POSSIBLE EXPLANATIONS: After some rigorous friend-based crowdsourcing to decipher this, the results were unyielding [From the Group Chat: “Melania stop,” “wtf,” “no one thinks this is funny.”] But despite their lack of knowledge, I didn’t have it in me to give up. I went shopping for a reputable version of Urban Dictionary, and finally had my Sherlock moment: These were drugs. Do these people know they are recording their narcotic-consuming habits for all of posterity? I’m really glad “Kara” is providing him with some agreeable stimulants to use at his leisure. What a catch. Although from what I can glean by her 2009 side-bang and New Age Traveler glasses, she’s probably in the process of finding herself.

Transaction 4: From ‘Austin’ to Ex: “american challenge zamboni bitch”

POSSIBLE EXPLANATIONS: By this point, I’ve become a master of what I do. You are the MIT students befuddled at the equation on the chalkboard. I am Matt Damon. I was able to decrypt and solve this string of incoherent toddler garbage in steps:

Step 1. Based on what I know from my regretful share of frat circulation, the “‘Great’ American Challenge” is a competition in which teams of four attempt to first consume a 30-pack of beer, then an eighth of an ounce of marijuana, then two large pizzas, and then finish a 100-piece puzzle, the way our Founding Fathers envisioned.
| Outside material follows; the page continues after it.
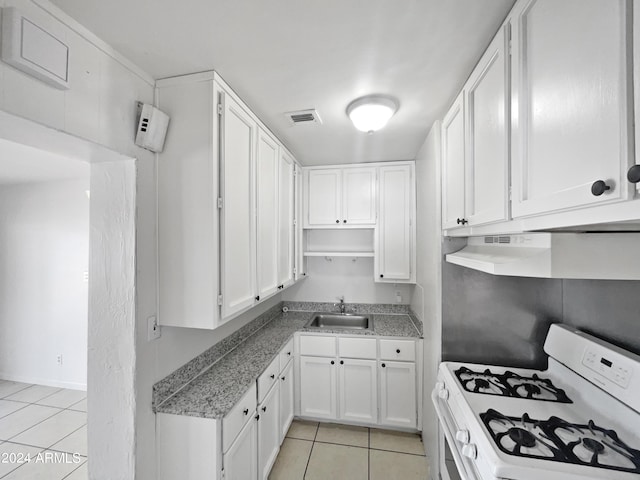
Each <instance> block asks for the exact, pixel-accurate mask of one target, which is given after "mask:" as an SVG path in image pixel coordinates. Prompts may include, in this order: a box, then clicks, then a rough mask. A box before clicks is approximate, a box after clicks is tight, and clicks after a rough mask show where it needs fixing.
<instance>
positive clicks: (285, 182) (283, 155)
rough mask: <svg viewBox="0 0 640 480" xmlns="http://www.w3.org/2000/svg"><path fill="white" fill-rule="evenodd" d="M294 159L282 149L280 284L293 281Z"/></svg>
mask: <svg viewBox="0 0 640 480" xmlns="http://www.w3.org/2000/svg"><path fill="white" fill-rule="evenodd" d="M293 217H294V161H293V158H292V157H291V155H289V154H288V153H287V152H286V151H285V150H284V149H281V153H280V160H279V162H278V256H277V258H278V285H279V286H280V288H281V289H282V288H284V287H286V286H287V285H289V284H291V283H292V282H293V267H294V260H295V259H294V244H295V237H294V233H295V232H294V228H293Z"/></svg>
Step 2. Zamboni: That thing you always wanted to drive on a skating rink. Incidentally, 19-year-old boys have hilariously co-opted it to mean sucking up spilled alcohol off the floor during a party. Ingenious.

Step 3. I found out that zamboni-ing also comes with monetary fines from the party host, a.k.a. Austin, to the spiller, a.k.a., my ex.

Conclusion: Austin’s floor now has herpes.

Transaction 5: From Ex to Vihaan: “Dane Cook lfgggg”

POSSIBLE EXPLANATIONS: For those of you who are slightly in shock, wondering “wait a minute … does Dane Cook still do stand-up?” A quick Google search let me know that he is, in fact, touring in June. However, when typing into the search engine the follow-up “why?” and subsequent “what the fuck?” it came up blank. It was at this precise moment, the moment that I ran out of answers, that I realized Venmo had finally set me free. Being unable to solve the motive behind why anyone who’s not a 14-year-old boy with burgeoning impotence would use their financial assets to watch Dane Cook made me realize that it must be because there isn’t any. Hence, that’s who I’d been dating this whole time.